$24.99
1 Project Description
The goal of this project is to get you comfortable with the entirety of the data preparation and exploration process. You will be working off of two similar datasets. This is a substantial project, and will be worth two homeworks. Start early.
The two files can be found here:
• Dr. Alam dataset
• Morawski dataset
These datasets are a result of a set of survey questions sent to the two different 320 classes, including a set of demographic questions as well as morality ones. Each row represents a single student entry; each column represents the response.
2 The Dataset
The datasets do include a number of errors. These were not introduced on purpose, as a test, but instead were the result of my general incompetence. In order to proceed, you will need to find and fix them.

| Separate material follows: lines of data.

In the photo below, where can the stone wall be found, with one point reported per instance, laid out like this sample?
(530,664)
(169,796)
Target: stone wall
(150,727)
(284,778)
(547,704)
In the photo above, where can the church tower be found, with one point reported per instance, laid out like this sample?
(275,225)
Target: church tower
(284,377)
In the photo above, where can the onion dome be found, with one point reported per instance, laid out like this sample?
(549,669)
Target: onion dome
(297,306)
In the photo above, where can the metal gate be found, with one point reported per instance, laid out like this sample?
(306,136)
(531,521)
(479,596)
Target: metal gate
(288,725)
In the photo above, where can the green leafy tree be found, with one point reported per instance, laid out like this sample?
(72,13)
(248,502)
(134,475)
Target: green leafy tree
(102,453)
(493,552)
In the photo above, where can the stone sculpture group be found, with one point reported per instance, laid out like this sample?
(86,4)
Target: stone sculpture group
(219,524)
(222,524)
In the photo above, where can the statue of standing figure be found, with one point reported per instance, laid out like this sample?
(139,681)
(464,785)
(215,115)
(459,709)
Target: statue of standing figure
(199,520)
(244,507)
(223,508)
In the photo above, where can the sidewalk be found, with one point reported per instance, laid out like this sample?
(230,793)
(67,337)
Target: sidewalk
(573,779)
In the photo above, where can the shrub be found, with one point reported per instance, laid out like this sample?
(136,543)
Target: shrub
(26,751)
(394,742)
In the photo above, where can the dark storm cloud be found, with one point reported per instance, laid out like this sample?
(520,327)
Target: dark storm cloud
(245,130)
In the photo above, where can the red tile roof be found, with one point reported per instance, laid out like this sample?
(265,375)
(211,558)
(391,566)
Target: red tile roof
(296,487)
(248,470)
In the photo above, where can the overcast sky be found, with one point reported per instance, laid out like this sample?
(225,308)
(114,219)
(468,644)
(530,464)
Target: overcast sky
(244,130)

There is also one difference between the two datasets: Dr. Alam’s class was asked a single, extra question: ”Would you describe yourself as compassionate?” before the morality section of the survey. This is in canse you which to investigate the effects of priming.
3 The Assignment
For this assignment, you must come up with three interesting questions about the data, and answer them. You must submit:
• A PDF report of your questions and answers, as well as an explanation of why you think the answer is the way it is. The first section should consist of a list of data errors, how you fixed them, and why you fixed them that way. Below should be a section for each question. Each question must be stated clearly at the top of its section.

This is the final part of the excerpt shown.